Selon la plus récente évaluation présentée par le ministre Raymond Bachand, l'État devrait toucher 1,8 milliard de dollars de redevances sur cinq ans, ce qui équivaut à 360 millions chaque année. Tout cela dans un contexte où le prix des ressources non renouvelables tirées du sol québécois connaissent, dans bien des cas, des hausses de prix très importantes sur les marchés internationaux. Une partie de la hausse des redevances est d'ailleurs attribuable à cette progression. Pour 2011, on prévoit qu'environ 8 milliards de dollars de minerais seront exploités par les minières. Un chiffre qui devrait continuer de grimper, à la faveur du développement rapide de nouveaux projets d'exploitation.

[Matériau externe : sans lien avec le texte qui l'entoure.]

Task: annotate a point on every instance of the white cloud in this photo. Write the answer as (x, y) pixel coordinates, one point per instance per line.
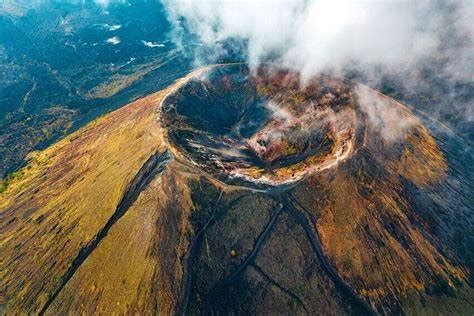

Raison de plus, selon Bernard Landry, de se questionner sur les façons de tirer le maximum du boom minier qui sera facilité par les investissements de fonds publics. Un travail qui n'aurait pas été fait. «C'est surprenant, parce qu'on a commencé à penser au Plan Nord immédiatement après la signature de la "paix des braves" [en 2002]. Pas de "paix des braves", pas de Plan Nord. Ça veut dire que le gouvernement a eu du temps pour réfléchir à la stratégie. Malheureusement, ils ne l'ont pas fait. Ils ont raté une belle occasion.»

L'ancien premier ministre juge la situation d'autant plus déplorable qu'il estime nécessaire de tenir compte de la réelle «propriété» des importantes richesses naturelles du Québec. «Les ressources naturelles, qu'il s'agisse de cours d'eau ou de minerai, appartiennent au peuple québécois. C'est une richesse nationale. Il faut qu'elles soient traitées de cette manière.»

Cela veut dire qu'il est essentiel de bonifier l'impact positif de l'exploitation sur les finances publiques. «Il faut profiter à fond des retombées économiques, comme les salaires, les impôts et les retombées directes, mais aussi participer au capital-action. J'ai été très content de constater qu'un économiste de l'ampleur de Jacques Parizeau dise la même chose.» Selon Bernard Landry, Québec pourrait utiliser la structure d'une société d'État déjà existante, ou encore faire appel à la Caisse de dépôt et placement. Il estime que la participation dans les entreprises pourrait même atteindre 40 %. «Ce sont des modalités, mais sur le fond des choses, il faut qu'une portion considérable de la richesse revienne à la nation québécoise.»

Le même raisonnement vaut selon lui pour les infrastructures. Le gouvernement devra étudier chaque projet «au cas par cas» et voir si le retour sur l'investissement est au rendez-vous, a-t-il fait valoir. Québec s'est engagé à investir 1,2 milliard de dollars pour développer des infrastructures — routes, ports, aéroports, électricité — sur le territoire du Plan Nord, et ce, d'ici cinq ans. Sur un horizon de 25 ans, on évoque des investissements totaux de plus de 80 milliards de dollars, mais sans préciser quelle sera la facture pour le Trésor public.

Par ailleurs, plus tôt cette semaine, l'ancien premier ministre Jacques Parizeau a sévèrement dénoncé le Plan Nord élaboré par les libéraux. «Le gouvernement laisse apparaître que pour demeurer compétitif, il subventionnera la majeure partie des travaux routiers, annonce une étude pour établir un port en eau profonde et un programme de modernisation des aéroports nordiques. En somme, laisse deviner qu'un "bar ouvert" se profile.»

M. Parizeau a plutôt proposé d'assujettir toute aide publique à un mécanisme de réciprocité qui obligerait les entreprises à céder à Québec une participation équivalente de leur actionnariat. Il faut savoir que plusieurs entreprises minières, essentiellement étrangères, sont déjà à pied d'oeuvre pour solliciter l'aide de l'État.

Et au cours d'un colloque sur le secteur minier organisé à HEC Montréal hier, plusieurs experts des questions économiques, énergétiques et politiques ont servi une série de critiques à l'endroit du «chantier d'une génération». Un projet qui, lorsqu'on prend en compte les dizaines de milliards de dollars de projets que pourrait développer Hydro-Québec, présente un risque pour les finances publiques. Selon Jacques Fortin, professeur titulaire en sciences comptables à HEC Montréal, le gouvernement est «sur le point d'ajouter des sommes gigantesques à la dette publique». «Ce sont des investissements faramineux. C'est peut-être une ambition pharaonique, mais ce sont les gens qui nous suivront qui vont devoir payer. Tout ça fait que l'équilibre du budget du Québec est à mon avis menacé.»